Kicking off the redemptive evening for Austin music, Lukens pinpointed the celebration's two takeaways: "Thank god for vaccines, and thank god for Spoon."
• Austin's Opry Hall opened last Friday with performances by Jacob Jaeger, Big Cedar Fever, and Colt Wayne Keeney reimagining the historic space at 311 W. Seventh as a Texas dance hall. The room sits above the storefront of bootmakers and restorers White Buffalo Room of Austin, whose owner Cory Rankin presented the show. As a tenant there in the Royal Arch Masonic Lodge building, he boasts access to the 100-year-old premises when they're not in use for Freemason meetings or Hidden Room Theatre productions. "I'm trying to create a space where people who are serious dancers can come – no tourists," explains Rankin, who hopes to book monthly music at Austin's Opry Hall (@austinsopryhall). "I've been infatuated with the two-step scene for some time.
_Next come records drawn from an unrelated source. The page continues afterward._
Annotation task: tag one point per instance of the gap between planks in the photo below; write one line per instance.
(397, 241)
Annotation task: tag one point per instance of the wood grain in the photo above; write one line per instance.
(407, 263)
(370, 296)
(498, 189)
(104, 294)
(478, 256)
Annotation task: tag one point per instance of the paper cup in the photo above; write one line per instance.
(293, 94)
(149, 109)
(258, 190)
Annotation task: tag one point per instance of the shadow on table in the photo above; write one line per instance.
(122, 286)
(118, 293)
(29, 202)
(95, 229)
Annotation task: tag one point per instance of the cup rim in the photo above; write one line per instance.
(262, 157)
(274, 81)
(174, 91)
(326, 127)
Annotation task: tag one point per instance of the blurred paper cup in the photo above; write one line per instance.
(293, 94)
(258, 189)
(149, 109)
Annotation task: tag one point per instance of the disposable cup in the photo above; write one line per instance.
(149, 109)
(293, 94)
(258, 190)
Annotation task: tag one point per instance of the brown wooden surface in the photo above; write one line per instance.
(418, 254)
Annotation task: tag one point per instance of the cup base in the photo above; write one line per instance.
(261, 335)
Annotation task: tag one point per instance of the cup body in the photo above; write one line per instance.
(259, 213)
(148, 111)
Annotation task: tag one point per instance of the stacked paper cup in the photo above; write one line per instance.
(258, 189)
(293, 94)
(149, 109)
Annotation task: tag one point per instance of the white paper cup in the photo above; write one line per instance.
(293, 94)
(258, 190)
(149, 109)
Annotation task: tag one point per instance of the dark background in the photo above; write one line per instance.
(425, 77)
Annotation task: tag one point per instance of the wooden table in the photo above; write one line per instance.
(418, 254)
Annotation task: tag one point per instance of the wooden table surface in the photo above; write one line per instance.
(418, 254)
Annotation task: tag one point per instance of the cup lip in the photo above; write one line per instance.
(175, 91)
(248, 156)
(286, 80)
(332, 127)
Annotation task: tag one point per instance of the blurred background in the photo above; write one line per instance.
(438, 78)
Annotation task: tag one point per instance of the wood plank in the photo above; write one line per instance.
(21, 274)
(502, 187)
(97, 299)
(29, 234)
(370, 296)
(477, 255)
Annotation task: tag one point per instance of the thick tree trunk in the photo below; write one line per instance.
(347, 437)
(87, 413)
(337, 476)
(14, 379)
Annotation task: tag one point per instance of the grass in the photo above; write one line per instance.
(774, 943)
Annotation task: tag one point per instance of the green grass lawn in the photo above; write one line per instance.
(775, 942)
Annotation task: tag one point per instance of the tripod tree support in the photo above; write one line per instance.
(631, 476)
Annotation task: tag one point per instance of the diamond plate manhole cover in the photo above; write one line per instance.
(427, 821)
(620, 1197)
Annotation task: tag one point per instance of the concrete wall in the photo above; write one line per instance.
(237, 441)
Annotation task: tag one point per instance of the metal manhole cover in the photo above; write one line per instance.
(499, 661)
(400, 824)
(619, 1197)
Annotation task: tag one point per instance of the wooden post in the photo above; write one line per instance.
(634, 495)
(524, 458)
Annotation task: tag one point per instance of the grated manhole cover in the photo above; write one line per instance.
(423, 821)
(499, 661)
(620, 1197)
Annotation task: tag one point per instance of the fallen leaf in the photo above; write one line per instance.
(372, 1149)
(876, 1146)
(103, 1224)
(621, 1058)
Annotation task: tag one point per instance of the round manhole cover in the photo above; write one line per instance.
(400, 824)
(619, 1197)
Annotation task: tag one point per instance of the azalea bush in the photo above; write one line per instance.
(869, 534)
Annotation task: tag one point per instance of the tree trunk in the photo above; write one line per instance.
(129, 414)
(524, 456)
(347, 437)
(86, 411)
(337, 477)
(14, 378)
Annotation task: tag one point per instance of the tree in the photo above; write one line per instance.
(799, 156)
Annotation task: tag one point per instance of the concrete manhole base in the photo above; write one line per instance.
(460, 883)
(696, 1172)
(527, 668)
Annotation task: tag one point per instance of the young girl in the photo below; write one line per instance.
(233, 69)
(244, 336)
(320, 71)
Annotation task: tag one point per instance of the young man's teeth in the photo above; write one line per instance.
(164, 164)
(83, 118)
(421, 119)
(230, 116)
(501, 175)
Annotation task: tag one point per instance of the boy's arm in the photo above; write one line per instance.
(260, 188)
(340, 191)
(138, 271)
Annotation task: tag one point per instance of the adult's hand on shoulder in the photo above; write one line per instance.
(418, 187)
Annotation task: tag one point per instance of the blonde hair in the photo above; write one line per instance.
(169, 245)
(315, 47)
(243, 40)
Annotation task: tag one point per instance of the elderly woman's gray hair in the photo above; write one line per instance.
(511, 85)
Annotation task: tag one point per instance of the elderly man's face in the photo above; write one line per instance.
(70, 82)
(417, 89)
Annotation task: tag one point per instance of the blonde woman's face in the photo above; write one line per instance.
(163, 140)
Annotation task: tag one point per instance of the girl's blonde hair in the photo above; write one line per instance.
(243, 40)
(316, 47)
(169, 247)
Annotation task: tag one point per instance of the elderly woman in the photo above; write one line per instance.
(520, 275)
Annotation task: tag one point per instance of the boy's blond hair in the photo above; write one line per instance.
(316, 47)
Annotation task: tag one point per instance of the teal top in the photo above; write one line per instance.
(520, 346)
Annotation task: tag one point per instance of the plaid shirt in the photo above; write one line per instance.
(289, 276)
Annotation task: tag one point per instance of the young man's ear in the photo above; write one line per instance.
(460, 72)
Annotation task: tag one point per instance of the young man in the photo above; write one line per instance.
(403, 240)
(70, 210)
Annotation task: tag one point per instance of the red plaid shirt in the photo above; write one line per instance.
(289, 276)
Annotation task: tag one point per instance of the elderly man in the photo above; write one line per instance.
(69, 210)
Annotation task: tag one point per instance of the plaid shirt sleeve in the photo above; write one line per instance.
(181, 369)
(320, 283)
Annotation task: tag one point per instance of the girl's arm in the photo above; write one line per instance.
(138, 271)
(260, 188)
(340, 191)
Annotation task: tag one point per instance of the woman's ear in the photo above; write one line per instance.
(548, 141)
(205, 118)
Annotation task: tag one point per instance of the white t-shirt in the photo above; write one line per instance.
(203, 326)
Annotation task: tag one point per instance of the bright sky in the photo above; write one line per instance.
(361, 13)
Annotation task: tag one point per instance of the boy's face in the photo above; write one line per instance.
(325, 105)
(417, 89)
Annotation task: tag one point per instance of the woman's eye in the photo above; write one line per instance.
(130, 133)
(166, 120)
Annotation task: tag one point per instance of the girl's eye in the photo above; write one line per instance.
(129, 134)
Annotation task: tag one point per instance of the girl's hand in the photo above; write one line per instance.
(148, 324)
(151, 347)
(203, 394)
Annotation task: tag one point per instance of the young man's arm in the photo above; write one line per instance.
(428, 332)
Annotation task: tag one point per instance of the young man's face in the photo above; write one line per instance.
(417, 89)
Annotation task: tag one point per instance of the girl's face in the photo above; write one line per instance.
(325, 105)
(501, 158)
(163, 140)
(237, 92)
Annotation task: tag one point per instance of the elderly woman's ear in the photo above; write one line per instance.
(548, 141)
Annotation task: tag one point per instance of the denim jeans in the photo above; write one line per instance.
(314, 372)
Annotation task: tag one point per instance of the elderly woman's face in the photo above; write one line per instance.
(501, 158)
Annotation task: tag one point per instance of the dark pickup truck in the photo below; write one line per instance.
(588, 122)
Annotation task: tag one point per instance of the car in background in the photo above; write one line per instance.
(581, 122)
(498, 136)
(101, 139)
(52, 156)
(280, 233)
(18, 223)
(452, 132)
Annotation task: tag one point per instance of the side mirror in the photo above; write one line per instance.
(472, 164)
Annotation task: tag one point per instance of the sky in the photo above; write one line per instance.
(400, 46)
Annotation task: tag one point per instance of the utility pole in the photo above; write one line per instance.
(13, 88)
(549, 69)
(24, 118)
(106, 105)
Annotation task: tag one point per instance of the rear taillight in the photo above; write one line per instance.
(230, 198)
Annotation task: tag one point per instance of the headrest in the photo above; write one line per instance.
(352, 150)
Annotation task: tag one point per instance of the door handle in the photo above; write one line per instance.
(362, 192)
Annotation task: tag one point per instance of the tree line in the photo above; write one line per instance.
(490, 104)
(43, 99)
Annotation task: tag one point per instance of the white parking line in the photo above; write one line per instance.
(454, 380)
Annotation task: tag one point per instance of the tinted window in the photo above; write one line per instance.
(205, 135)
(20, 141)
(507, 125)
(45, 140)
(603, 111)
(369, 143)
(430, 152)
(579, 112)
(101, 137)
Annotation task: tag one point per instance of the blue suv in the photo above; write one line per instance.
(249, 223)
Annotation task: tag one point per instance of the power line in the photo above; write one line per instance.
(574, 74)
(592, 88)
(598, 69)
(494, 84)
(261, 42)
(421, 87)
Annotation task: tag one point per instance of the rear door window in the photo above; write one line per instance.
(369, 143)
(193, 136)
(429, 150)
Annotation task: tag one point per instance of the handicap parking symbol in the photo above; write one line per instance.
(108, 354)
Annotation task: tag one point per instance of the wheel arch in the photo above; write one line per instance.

I can always spot a dancer's boot when I'm repairing them."
• Rio Rita, now owned by Cheer Up Charlies team Tamara Hoover and Maggie Lea, detailed plans to reopen the Eastside lounge last week. According to Lea's Instagram, the Chicon Street space will serve as a coffee shop by day and queer dance club at night under the after-dark title She She Lounge, referencing Springfield's lesbian bar in The Simpsons. The couple renovated the business after taking over the lease from original owners Donya and Randall Stockton in November 2019. They shared: "Can't wait to bring that energy that we had with Cheer Ups on East 6th years ago back to East 12th St. East Austin needs a designated LGBTQIA+ space and needs queer people and queer ownership to bring it back!"
• Hotel Vegas hosted a show indoors last Thursday for the first time since March 2020, debuting a new bar and blue velvet backdrop. Kicking off regular weekly programming, Chronophage offered new material to a sold-out crowd alongside Borzoi and Wet Dip. A punk scoffed at me for saying I came from the Spoon show at Mohawk. Nature is healing.
Ed Ward died in May at age 72, leaving behind a legacy of pioneering music journalism (revisit "The Table Ed Ward Built"). The local's lifelong scholarship was on display June 25-27 during an estate sale at his South Austin rental, packed with thousands of books and CDs, as well as a collection of bygone print publications: Crawdaddy, Creem, Broadside, The Realist, Rags, New York Rocker, Rat, Let It Rock, Black Music, Hot Wacks, Chili Monthly, Not Fade Away, Sing Out!, The Rip Off Review of Western Culture, The Little Sandy Review, and Sluggo! Shopper Rick McNulty honored Ward's "treasure trove of soul and R&B" on the air last weekend during his KUTX show Uptown Saturday Night.
Black Fret announced its 2021 class of artists to receive grants from the local nonprofit: American Dreamer, Clarence James, Darkbird, Deezie Brown, Eimaral Sol, Guy and Jeska Forsyth, Harry Edohoukwa, Jake Lloyd, James Robinson, Jon Muq, Jonathan Terrell, Lisa Morales, Motenko, Nané, Pat Byrne, PR Newman, Primo the Alien, Sam Houston & Blk Odyssy, the Reverent Few, and Zach Person. Dues lowered to $750, members gain access to concerts throughout the year, culminating in the Black Fret Ball on Dec. 4 at ACL Live.
Sun Radio relaunches its Sun Radio Recharge program, continuing COVID-19 relief efforts that have reached over 1,000 individuals. Committing $20,000 to CenTex "musicians, sound technicians, and roadies" to cover utility bills, the effort offers grants up to $200. Apply by July 16 at sunradio.com/recharge.
Eastside beer hall with a new outdoor stage, Central Machine Works hosts a vinyl market this Sunday, July 11, 11am-4pm. Pop-up shops include Waterloo, Blk Vinyl, Love Wheel, and Half Price Books alongside local labels Polyvinyl, Keeled Scales, Nine Mile, Austin Town Hall, the Next Waltz, PorchFire, and Australian Cattle God.